Authors and Contributors

License

Copyright (c) 2015, Turn Inc All rights reserved.

Use of this source code is governed by a BSD-style license that can be found in the LICENSE file.

Redistribution and use in source and binary forms, with or without modification, are permitted provided that the following conditions are met:

  1. Redistributions of source code must retain the above copyright notice, this list of conditions and the following disclaimer.

  2. Redistributions in binary form must reproduce the above copyright notice, this list of conditions and the following disclaimer in the documentation and/or other materials provided with the distribution.

  3. Neither the name of the copyright holder nor the names of its contributors may be used to endorse or promote products derived from this software without specific prior written permission.

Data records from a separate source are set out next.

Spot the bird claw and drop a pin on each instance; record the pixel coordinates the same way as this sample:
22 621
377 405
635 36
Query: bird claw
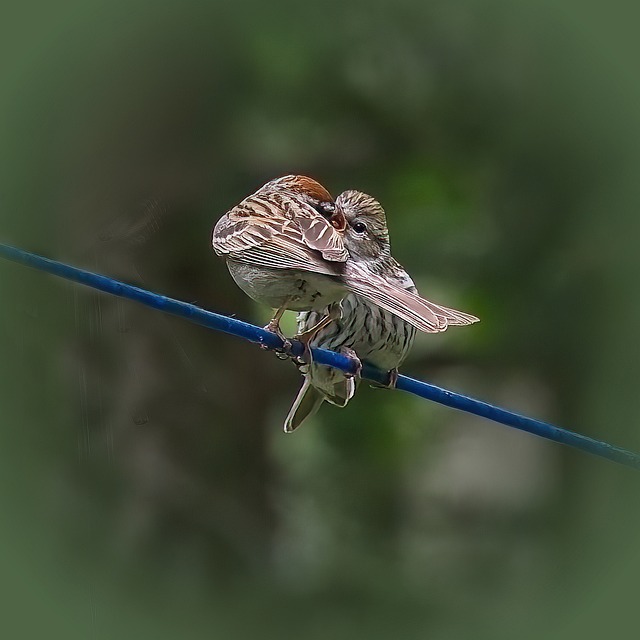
283 352
392 382
352 355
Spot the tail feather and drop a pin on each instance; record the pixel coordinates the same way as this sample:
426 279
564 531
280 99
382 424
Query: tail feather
307 402
422 314
341 391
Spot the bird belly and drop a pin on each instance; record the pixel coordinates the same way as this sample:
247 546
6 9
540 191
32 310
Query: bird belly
295 290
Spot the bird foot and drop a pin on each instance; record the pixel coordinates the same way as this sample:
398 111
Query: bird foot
391 383
350 353
283 352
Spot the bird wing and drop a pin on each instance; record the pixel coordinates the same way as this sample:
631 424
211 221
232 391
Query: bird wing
422 314
280 233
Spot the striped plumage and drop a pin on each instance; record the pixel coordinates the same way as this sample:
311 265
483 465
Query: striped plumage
375 334
284 245
289 246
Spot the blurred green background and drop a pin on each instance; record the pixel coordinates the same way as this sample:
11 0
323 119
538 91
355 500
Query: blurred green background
146 487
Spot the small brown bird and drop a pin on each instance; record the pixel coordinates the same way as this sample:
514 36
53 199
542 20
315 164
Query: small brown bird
285 247
365 330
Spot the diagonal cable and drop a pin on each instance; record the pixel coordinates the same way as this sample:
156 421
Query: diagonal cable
255 334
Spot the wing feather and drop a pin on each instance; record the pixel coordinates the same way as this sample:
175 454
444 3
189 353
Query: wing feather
420 313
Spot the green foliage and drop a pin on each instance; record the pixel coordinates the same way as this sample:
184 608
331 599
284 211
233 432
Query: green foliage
148 488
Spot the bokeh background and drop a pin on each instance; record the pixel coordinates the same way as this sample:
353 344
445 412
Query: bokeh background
146 487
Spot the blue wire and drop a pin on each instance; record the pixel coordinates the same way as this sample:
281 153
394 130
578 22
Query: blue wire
322 356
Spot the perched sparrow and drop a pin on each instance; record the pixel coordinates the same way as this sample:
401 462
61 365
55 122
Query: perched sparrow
284 246
365 330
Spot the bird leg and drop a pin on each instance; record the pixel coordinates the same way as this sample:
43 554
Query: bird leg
351 354
334 313
274 327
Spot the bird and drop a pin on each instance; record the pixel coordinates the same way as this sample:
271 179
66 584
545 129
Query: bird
285 246
365 331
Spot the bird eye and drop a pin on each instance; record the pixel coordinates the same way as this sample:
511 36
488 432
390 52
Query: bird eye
359 227
325 209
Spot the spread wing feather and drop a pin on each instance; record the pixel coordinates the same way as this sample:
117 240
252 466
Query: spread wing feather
422 314
283 226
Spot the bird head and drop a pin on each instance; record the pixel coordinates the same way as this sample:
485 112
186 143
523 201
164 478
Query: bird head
366 233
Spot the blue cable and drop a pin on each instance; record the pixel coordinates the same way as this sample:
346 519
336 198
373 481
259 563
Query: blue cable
322 356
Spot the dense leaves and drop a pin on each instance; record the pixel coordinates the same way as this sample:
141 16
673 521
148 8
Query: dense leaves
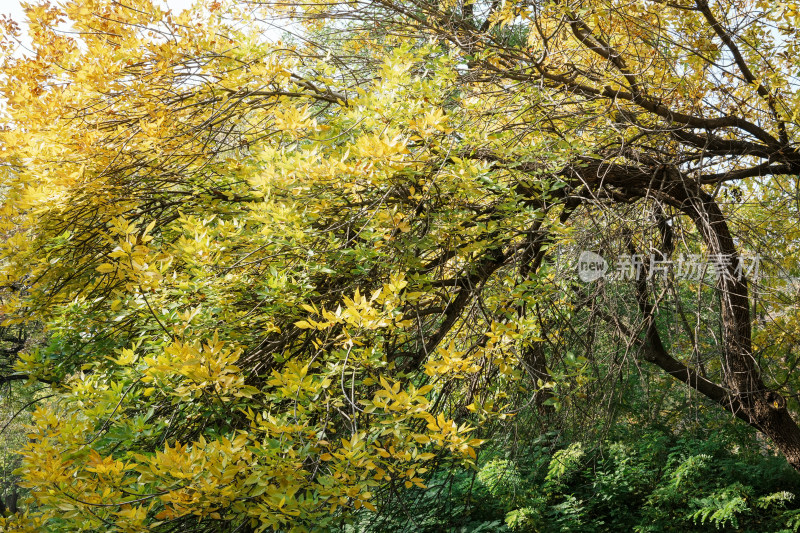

THIS SOFTWARE IS PROVIDED BY THE COPYRIGHT HOLDERS AND CONTRIBUTORS "AS IS" AND ANY EXPRESS OR IMPLIED WARRANTIES, INCLUDING, BUT NOT LIMITED TO, THE IMPLIED WARRANTIES OF MERCHANTABILITY AND FITNESS FOR A PARTICULAR PURPOSE ARE DISCLAIMED. IN NO EVENT SHALL THE COPYRIGHT HOLDER OR CONTRIBUTORS BE LIABLE FOR ANY DIRECT, INDIRECT, INCIDENTAL, SPECIAL, EXEMPLARY, OR CONSEQUENTIAL DAMAGES (INCLUDING, BUT NOT LIMITED TO, PROCUREMENT OF SUBSTITUTE GOODS OR SERVICES; LOSS OF USE, DATA, OR PROFITS; OR BUSINESS INTERRUPTION) HOWEVER CAUSED AND ON ANY THEORY OF LIABILITY, WHETHER IN CONTRACT, STRICT LIABILITY, OR TORT (INCLUDING NEGLIGENCE OR OTHERWISE) ARISING IN ANY WAY OUT OF THE USE OF THIS SOFTWARE, EVEN IF ADVISED OF THE POSSIBILITY OF SUCH DAMAGE.